All combinations out of a two-column-matrix in matlab

Question

I have got a question regarding all the combinations of matrix-rows in Matlab. I currently create a combination-matrix out of a two-column-matrix:

Input:

1 2 
1 3
1 4
2 3
2 4
3 4

What I get is the following:

1 2 3 4
1 3 2 4
1 4 2 3

And when the input-matrix has entries from 1:6 it looks like this:

1 2 3 4 5 6
1 2 3 5 4 6
1 2 3 6 4 5
1 3 2 4 5 6
1 3 2 5 4 6
....

Right now I've implemented the following solution, which works nearly perfect (Thanks to Luis Mendo):

M = [1 2 
     1 3
     1 4
     2 3
     2 4
     3 4]; %// example data
n = floor(max(M(:))/2); %// size of tuples. Compute this way, or set manually

p = nchoosek(1:size(M,1), n).'; %'// generate all n-tuples of row indices
R = reshape(M(p,:).', n*size(M,2), []).'; %// generate result...
R = R(all(diff(sort(R.'))),:); %'//...removing combinations with repeated values

The problem I have now is the size. I need this matrix for an optimization algorithm, but the nchoosek-command creates a hugh matrix which gets shortend with the last command-line. I can actually use this solution only for an input-vector with the lenght of 15 digits, because the nchoosek-command cannot handle more.

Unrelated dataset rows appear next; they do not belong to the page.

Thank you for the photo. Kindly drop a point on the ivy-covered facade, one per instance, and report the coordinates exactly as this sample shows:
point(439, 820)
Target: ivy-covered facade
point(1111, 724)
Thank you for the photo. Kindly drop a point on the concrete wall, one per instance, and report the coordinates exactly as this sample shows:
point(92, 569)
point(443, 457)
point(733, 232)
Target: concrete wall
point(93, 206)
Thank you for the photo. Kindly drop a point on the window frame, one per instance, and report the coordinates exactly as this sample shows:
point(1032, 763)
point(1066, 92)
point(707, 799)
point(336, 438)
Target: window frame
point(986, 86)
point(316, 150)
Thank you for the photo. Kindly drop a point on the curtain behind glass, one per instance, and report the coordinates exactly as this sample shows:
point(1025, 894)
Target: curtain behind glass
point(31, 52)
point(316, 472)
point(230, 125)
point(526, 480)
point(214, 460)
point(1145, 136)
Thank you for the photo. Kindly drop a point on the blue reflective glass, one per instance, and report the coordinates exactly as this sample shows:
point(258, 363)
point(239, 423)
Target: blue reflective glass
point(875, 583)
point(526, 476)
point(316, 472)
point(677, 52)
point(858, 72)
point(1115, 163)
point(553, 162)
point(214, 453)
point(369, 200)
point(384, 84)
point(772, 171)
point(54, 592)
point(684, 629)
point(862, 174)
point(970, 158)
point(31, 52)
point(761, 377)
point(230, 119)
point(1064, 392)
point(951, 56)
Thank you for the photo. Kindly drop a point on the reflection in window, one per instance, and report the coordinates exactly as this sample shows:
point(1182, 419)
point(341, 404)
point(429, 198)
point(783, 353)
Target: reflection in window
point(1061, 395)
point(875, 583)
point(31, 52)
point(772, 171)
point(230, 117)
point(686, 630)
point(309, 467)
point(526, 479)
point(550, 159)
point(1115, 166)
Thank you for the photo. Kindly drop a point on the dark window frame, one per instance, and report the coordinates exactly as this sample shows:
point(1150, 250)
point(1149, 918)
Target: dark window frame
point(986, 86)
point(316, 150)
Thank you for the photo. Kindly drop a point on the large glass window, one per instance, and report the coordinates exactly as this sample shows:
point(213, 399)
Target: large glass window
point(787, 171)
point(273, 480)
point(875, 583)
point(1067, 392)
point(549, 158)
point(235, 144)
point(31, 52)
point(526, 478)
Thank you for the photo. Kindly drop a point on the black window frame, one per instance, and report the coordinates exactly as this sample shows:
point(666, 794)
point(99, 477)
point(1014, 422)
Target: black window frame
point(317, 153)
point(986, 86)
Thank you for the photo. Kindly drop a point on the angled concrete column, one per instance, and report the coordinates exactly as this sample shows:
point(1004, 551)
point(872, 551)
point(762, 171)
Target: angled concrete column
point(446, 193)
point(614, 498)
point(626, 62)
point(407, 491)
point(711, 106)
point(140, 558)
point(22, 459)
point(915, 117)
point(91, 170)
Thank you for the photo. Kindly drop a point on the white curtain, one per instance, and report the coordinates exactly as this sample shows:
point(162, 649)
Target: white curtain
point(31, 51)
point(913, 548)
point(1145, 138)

What I am searching now, is a way to create theses combinations without the nchoosek-command. Does somebody has an idea how to?

Thanks and best regard

Jonas

Answer 1

It is not clear from your explanations, but I assume:

1. All the rows in M are unique.
2. Seek for the combinations of rows M where no number occurs twice.
3. The length of each combination is floor(max(M(:))/2)*2.

Then using recursion, this should work.

function [ U ] = searchappend( R,M, d, max_d )

    % termination criteria
    if d==max_d
        U=R;
        return;
    end

    lM = length(M(:,1));
    k=0;
    U = [];

    % seek for the row to append
    for i=1:lM
        if sum(ismember(M(i,:),R))==0
            S = [R,M(i,:)];
            T = searchappend(S, M(i+1:end,:), d+1, max_d);
            if k==0 && (~isempty(T))
                k=k+1;
                U = [U;T];
            end
        end
    end

end
_____________

lM = length(M);
n = floor(max(M(:))/2); 
A = [];

for i=1:(lM-n+1)
    R = M(i,:);
    T = searchappend(R,M(i+1:end,:),1,n);

    if ~isempty(T)
        A = [A;T];
    end

end

Note that I did not optimize it so it may be slow. The complexity should be O(n!) where n is the number of rows in M.